Disney said to cut jobs, plan less movies
Report says that movie giant will cut annual film production from 18 movies to eight.
July 12 2006: 4:42 PM EDT
LOS ANGELES (Reuters) -- Disney was tight-lipped Wednesday about a report that it plans to slash annual movie production by more than half and eliminate jobs to trim costs and improve shareholder returns.
The plan to sharply cut annual film production from 18 films to eight surfaced in an unsourced report in show business newspaper
Variety late Tuesday.
A Disney spokeswoman said the company would not discuss the
Variety article or comment on impending job cuts.
"We are constantly evaluating our business," Disney spokeswoman Heidi Trotta said Wednesday.
The move comes despite a record weekend box office run of $132 million for Disney's "Pirates of the Caribbean: Dead Man's Chest." Wall Street analysts this week had begun to review estimates for Disney earnings due to the blockbuster ticket sales.
Variety said all movies would be branded under the Disney logo, diminishing the role of its Touchstone and Miramax film divisions, which produce movies for older and art house audiences.
The studio also plans to "substantially" cut its workforce as part of an overhaul planned by Walt Disney Studios Chairman Dick Cook, the report said.
Cook has been working for several months on a plan to resurrect the studio division, whose year-over-year revenue comparisons have been down for the last four quarters.
Variety said the new overhaul would involve deeper cuts than previously anticipated.
Sanders Morris Harris analyst David Miller said Disney could stand to cut expenses, despite the ticket sales seen from "Pirates" or the animated feature, "Cars."
"The internal rate of return (for the studio division) is not shareholder friendly," Miller said. "Obviously, even though 'Cars' or 'Pirates' were big successes, the internal rate of return was insufficient."

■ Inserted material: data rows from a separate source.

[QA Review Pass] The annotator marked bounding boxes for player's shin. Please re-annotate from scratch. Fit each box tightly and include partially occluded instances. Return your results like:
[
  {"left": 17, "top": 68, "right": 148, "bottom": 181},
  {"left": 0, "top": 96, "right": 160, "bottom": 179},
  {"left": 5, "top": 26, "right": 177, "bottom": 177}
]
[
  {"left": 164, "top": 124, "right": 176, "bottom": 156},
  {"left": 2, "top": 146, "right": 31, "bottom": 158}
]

But whittling down its movie slate does not necessarily mean the company will change its overall spending on filmed entertainment, he said.
"It really comes down to how do you want to allocate your capital," Miller said. "Do you want to allocate that over 18 films, in which the films cost less, or eight films that cost more? It could be that Disney sees a higher rate of return from tent pole films than from smaller films."
Tom Sherak, a partner at Revolution Studios and former chairman of 20th Century Fox Domestic Film Group, said studios are moving to cut films with "mid-range" budgets.
"The pictures that studios really get hurt on are the middle of the road films, not the big budget pictures," Sherak told Reuters. "The $50 to $60 million pictures that go out and gross $20 million. A big action movie that doesn't ... live up to its potential here, goes out and doubles its take internationally."
Shares of
Disney (
Charts) fell 1 percent to $29.93 Wednesday on the New York Stock Exchange.